- Born: April 23, 1975 (age 50) Miami, Florida, U.S.
- Website: jorgemoreno.com

= Jorge Moreno (musician) =

Cuban-American musician and entrepreneur (born 1975)

Jorge Moreno is a Cuban-American musician and entrepreneur whose career has ranged from winner of the 2002 Latin Grammy Award for Best New Artist, 2003 Grammy Nominee for Best Latin Pop Album to television executive producer, restaurateur and boutique hotelier.]

==Early life==
Jorge Moreno was born on April 23, 1975, in Miami, Florida. His parents emigrated from Cuba to Miami Beach in 1958, during the dictatorship of Fulgencio Batista; his father, Antonio "Tony" Moreno, was an influential executive producer, pioneer of Salsa music, and founder of MP Records. As a teenager, Moreno was instead more interested in punk and alternative American rock music, but in his late teens discovered classic Cuban artists such as Beny Moré. In 1996 he began recording demos, and in interviews reports that he sent them to record executives in pizza boxes to get their attention.

==Career==
Moreno gained visibility as a songwriter for EMI Music Publishing, and in 2002 Madonna signed him as her first latin artist to Maverick Musica, the Latin imprint of Maverick Records. Moreno won critical acclaim for his debut album Moreno, of which the Los Angeles Times said, "Not since Santana has a U.S.-based Latin performer captured bicultural sensibilities in such a seamless, accessible and original way." In 2002 he was awarded a Latin Grammy Award for Best New Artist, and the following year he received a Grammy nomination for Best Latin Pop Album.

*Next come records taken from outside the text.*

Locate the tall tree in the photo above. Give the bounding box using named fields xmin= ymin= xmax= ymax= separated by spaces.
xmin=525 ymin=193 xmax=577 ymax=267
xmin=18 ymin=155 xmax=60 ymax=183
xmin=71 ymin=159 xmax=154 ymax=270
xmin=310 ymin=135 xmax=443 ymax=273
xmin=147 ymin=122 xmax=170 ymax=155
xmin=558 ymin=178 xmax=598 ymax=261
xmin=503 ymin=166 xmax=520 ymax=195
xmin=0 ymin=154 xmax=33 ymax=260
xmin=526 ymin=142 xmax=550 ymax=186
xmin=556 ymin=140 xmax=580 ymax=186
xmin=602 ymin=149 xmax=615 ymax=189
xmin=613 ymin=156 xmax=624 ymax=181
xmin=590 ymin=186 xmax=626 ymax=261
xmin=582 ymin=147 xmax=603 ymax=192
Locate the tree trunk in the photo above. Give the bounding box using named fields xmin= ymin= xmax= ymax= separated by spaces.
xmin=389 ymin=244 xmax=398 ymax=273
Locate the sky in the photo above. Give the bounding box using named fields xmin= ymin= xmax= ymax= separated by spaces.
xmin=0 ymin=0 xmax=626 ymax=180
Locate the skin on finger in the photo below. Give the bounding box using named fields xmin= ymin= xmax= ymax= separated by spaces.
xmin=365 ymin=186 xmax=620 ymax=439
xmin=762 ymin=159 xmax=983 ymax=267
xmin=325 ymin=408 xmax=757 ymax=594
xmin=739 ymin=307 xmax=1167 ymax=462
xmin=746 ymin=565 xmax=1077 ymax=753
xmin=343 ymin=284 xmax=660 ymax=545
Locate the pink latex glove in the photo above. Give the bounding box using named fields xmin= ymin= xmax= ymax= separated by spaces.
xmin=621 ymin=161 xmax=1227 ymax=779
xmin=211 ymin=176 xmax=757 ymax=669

Moreno also received praise and a nomination for Univision's 2003 Lo Nuestro Award for Video of the Year for the self-directed and self-produced "Mi Sufrimiento" video, which features captions jokingly referring to his label's refusal to provide him with funding. One of the first artists to perform in Spanish on Good Morning America, Moreno also performed his alternative version of "Babalu" for both the CBS "I Love Lucy's 50th Anniversary Special" and the 2008 Victoria's Secret Fashion Show.

In 2004, Moreno joined Carlos Santana to record "Satellite" for the Dirty Dancing: Havana Nights soundtrack, and the following year Moreno self-released his second album, El Segundo. In 2011, Moreno won the International Songwriters Contest's Best Video Category for his song "Thank you," with the track itself a semi-finalist for Best Song in the "adult album alternative" category.

Moreno's more recent projects have led to positions such as head of production company Beach Pictures; creator and executive producer of reality series The Catalina; co-founder of social media video app Videoo; co-founder of Grand Havana Coffee Company;, a publicly traded company (GHAV) and owner of Miami restaurants and bars, Mr. Wright's Gold Digger Saloon, Boho House and Moreno's Cuba, the latter called a "hidden gem" of South Beach by Miami New Times Magazine and the Miami Herald. and has also been featured on the Food network and Cooking channel.

Moreno has also entered the boutique hotel space with locations in Miami & the mountains of North Carolina.